Feed the result back as a tool message with the same tool_call_id and call the model again. That second call produces the user-facing answer.

Retries, timeouts, and errors

Networks fail. Rate limits exist. The SDK gives you both built-in.

from openai import OpenAI, RateLimitError, APITimeoutError

client = OpenAI(timeout=20.0, max_retries=3)

try:
    client.chat.completions.create(
        model="gpt-4o-mini",
        messages=[{"role": "user", "content": "hi"}],
    )
except RateLimitError:
    print("Backoff and retry later.")
except APITimeoutError:
    print("Slow upstream.")

For batch workloads, use the Batch API instead of looping requests. It is cheaper and avoids tripping rate limits.

Async client

For high-concurrency servers, use AsyncOpenAI with asyncio. This pairs well with FastAPI; see What is FastAPI.

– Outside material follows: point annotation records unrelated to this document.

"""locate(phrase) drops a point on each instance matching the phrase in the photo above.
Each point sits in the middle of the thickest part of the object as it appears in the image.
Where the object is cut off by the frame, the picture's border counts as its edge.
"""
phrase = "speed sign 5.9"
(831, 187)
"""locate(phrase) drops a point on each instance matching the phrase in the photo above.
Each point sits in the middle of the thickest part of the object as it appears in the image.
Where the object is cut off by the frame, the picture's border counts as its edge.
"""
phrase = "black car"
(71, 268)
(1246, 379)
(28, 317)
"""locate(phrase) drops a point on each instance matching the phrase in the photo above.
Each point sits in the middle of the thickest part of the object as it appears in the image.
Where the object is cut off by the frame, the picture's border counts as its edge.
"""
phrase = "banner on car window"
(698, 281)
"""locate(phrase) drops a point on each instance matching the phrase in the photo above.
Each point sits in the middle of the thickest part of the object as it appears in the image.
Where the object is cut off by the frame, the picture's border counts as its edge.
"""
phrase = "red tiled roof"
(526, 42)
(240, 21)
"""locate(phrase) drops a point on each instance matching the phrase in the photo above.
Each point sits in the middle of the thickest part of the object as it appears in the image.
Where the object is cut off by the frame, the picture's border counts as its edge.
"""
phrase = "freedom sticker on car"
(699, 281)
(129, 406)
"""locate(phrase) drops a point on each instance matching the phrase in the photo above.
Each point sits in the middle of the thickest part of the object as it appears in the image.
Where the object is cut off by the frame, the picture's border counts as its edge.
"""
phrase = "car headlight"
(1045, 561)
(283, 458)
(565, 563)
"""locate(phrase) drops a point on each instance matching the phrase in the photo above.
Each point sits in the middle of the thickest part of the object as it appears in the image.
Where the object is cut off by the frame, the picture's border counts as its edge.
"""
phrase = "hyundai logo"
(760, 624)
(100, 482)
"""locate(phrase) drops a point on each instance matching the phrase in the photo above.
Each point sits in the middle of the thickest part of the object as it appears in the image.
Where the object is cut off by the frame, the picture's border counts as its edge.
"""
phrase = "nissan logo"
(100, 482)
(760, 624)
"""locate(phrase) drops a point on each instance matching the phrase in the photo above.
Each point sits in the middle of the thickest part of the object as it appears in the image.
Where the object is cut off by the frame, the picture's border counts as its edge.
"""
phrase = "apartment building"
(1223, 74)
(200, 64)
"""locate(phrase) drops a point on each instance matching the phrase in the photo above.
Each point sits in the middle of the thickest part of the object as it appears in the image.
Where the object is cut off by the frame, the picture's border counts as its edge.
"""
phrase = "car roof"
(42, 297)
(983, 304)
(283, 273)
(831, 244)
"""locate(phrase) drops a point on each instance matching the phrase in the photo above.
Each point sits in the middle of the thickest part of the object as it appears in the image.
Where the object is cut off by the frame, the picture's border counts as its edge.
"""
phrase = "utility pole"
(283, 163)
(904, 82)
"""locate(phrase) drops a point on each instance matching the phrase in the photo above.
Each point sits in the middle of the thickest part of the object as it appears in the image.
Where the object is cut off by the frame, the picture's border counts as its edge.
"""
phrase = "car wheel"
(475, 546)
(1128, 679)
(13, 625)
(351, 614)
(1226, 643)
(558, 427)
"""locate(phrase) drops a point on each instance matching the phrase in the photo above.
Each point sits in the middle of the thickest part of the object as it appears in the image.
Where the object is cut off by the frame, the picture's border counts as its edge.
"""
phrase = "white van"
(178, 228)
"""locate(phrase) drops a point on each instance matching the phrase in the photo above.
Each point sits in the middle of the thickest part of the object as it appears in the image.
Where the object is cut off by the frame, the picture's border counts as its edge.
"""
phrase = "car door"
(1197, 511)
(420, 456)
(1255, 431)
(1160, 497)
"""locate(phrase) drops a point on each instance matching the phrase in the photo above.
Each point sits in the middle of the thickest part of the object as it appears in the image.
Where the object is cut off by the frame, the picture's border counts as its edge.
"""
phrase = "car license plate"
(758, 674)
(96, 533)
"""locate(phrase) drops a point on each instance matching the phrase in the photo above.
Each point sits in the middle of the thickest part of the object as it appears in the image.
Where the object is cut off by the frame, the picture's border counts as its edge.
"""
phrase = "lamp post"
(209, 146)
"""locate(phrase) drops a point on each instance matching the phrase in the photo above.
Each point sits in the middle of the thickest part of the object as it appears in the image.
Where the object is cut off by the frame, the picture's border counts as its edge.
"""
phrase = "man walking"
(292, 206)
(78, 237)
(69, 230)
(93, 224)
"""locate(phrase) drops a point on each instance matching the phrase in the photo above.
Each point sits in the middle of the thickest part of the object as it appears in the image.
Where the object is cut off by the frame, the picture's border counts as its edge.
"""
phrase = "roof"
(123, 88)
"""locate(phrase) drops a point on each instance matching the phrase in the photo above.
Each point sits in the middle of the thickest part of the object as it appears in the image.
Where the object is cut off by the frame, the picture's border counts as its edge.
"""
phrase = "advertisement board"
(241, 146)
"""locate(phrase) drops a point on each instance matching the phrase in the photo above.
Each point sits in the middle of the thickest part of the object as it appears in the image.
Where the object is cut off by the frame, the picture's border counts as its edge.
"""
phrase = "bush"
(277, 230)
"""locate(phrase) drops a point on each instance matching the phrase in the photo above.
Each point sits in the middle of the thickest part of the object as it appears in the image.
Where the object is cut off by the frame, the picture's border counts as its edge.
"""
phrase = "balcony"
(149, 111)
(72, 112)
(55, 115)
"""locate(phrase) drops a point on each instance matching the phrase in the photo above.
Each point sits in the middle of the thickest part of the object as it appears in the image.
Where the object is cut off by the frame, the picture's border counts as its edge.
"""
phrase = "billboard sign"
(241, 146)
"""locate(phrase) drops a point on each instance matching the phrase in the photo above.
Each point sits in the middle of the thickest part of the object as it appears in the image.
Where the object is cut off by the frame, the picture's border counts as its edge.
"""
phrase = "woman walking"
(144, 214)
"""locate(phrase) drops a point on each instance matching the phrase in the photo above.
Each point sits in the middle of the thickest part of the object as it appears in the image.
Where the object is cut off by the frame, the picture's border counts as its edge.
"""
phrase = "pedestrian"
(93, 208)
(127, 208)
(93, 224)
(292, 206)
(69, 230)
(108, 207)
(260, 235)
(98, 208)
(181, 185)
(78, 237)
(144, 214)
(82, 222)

from openai import AsyncOpenAI
import asyncio

aclient = AsyncOpenAI()

async def ask(q: str) -> str:
    r = await aclient.chat.completions.create(
        model="gpt-4o-mini",
        messages=[{"role": "user", "content": q}],
    )
    return r.choices[0].message.content

print(asyncio.run(ask("What is gRPC?")))

Streaming through FastAPI

from fastapi import FastAPI
from fastapi.responses import StreamingResponse

app = FastAPI()

@app.post("/chat")
async def chat(q: str):
    async def gen():
        stream = await aclient.chat.completions.create(
            model="gpt-4o-mini",
            messages=[{"role": "user", "content": q}],
            stream=True,
        )
        async for chunk in stream:
            yield chunk.choices[0].delta.content or ""
    return StreamingResponse(gen(), media_type="text/plain")

That is a production-shaped endpoint in under twenty lines.

Wrap up

The OpenAI SDK rewards a small mental model: client, messages, tools, stream. Combine that with Pydantic for structured output and the async client for scale, and you have everything you need to ship.